Sunday dawned humid and icky, but luckily I'm used to this sort of weather by now. The course was a lot shorter, and hopefully with less climb, too. My goal was to stay aggressive the entire race, but to keep smiling, because you don't get forests like these very often - such a treat! Right off the bat, I made a stupid mistake to #1, drifting too high on the slope despite my internal spidey sense yelling at me. Like that, I'd dropped a minute. D'oh! That seemed to kick me into gear, and my focus narrowed to the task at hand. Time to apply some speed. I was focusing on really nailing the downhills, especially, since yesterday I'd felt like some of them I was being a little too cautious. No reason not to treat off-trail terrain any different than a trail, just sight where you're going to first!
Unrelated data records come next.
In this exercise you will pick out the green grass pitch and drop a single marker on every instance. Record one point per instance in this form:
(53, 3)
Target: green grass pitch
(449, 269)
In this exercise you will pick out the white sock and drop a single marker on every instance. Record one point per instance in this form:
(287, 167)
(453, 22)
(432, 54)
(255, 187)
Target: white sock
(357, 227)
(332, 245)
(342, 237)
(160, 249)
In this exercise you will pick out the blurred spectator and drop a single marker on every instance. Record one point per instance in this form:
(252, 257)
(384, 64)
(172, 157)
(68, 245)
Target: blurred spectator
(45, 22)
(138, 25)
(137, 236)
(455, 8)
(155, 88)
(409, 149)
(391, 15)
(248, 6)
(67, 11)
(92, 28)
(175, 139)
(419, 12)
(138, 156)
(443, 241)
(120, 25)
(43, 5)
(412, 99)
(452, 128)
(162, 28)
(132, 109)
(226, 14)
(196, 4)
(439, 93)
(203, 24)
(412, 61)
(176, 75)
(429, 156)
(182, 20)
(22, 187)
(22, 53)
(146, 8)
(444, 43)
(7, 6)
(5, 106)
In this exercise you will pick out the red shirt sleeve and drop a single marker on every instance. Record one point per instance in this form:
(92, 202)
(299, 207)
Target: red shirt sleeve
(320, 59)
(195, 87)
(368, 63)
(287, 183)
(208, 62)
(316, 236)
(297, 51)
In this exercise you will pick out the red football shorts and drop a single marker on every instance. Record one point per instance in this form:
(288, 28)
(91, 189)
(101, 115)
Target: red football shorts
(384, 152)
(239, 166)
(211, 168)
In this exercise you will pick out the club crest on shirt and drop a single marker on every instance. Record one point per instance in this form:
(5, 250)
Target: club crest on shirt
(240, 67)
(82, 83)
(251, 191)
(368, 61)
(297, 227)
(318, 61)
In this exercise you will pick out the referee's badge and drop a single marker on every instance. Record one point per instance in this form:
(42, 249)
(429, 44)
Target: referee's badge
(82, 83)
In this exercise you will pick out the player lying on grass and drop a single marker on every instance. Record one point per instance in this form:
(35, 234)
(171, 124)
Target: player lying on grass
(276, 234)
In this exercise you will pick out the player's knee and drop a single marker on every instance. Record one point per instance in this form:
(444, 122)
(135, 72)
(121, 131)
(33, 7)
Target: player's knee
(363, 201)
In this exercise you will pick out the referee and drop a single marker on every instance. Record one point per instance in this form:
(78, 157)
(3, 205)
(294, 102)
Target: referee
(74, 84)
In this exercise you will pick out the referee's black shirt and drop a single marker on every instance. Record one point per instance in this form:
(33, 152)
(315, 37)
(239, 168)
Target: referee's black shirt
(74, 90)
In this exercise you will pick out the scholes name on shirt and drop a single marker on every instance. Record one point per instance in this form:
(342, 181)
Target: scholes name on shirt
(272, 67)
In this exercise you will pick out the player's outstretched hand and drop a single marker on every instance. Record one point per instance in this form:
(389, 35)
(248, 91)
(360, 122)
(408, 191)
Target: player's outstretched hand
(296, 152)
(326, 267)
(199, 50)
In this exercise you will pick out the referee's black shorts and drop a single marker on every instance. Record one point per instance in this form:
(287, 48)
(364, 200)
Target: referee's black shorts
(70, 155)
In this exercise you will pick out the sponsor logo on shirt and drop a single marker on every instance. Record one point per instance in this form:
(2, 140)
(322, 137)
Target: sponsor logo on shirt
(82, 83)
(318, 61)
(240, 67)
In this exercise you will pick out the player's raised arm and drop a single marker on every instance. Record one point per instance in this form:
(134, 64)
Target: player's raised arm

By #7 I could tell I was having a good run, as I was passing masters runners and West Point cadets and moving really well. On the long leg to 10, I knew these were the final hills, and I was at the point where I was bribing myself to keep running - just run for 100 strides and then you can walk for 10! I had a plan for each control, and while forests with this much visibility make it easy to nail controls, you still have to be able to keep your head on while moving as fast as possible. I distinctly remember thinking to myself at one point "soon, you'll be at an uphill, and you can read your map THEN," only to immediately counter that with the realization that NO! I have to keep reading my map while moving THIS FAST, being THIS out of breath, and being THIS exhausted. It worked, and I kept the aggressive approach to my navigation right through the end, finishing about three minutes ahead of Hannah and about a minute back of Ali. That was enough to move me in front of Hannah for the overall championships, so now I'm a silver medalist! Woo!
The weekend of fun wasn't totally finished. Ed headed home with some local friends, and I stayed out there for a final race, a team sprint relay at Mountain Lakes. Teamed with Ali (go Team Giggles!), we had nothing on the line but our egos, and both elected to go a little easier in order to start recovering for NAOC. Super fun to run a relay, though, with maybe 25 teams out there. We both made some mistakes, and combined with a lower speed, all the elite men and speedy masters beat us. But, we definitely had the best sparkly pink tiaras.
Monday night we headed up to Sunderland, for the second running of this year's Mike's Corn Maze Orienteering. Hosted by Peter Gagarin, this is pretty much the most fun orienteering event EVAR, even including those awesome forests at Ward Pound Ridge. Peter is totally in his element hosting a ridiculous event like this, and over the course of three races there was endless laughter, mud, and cutthroat competition. I managed to eke out the win in the "sprint shuffle," but Ali got me in the "classic" and Evalin got me in the "night." So much fun!
Next up is NAOC! Time to bring that aggressive orienteering to the next venue!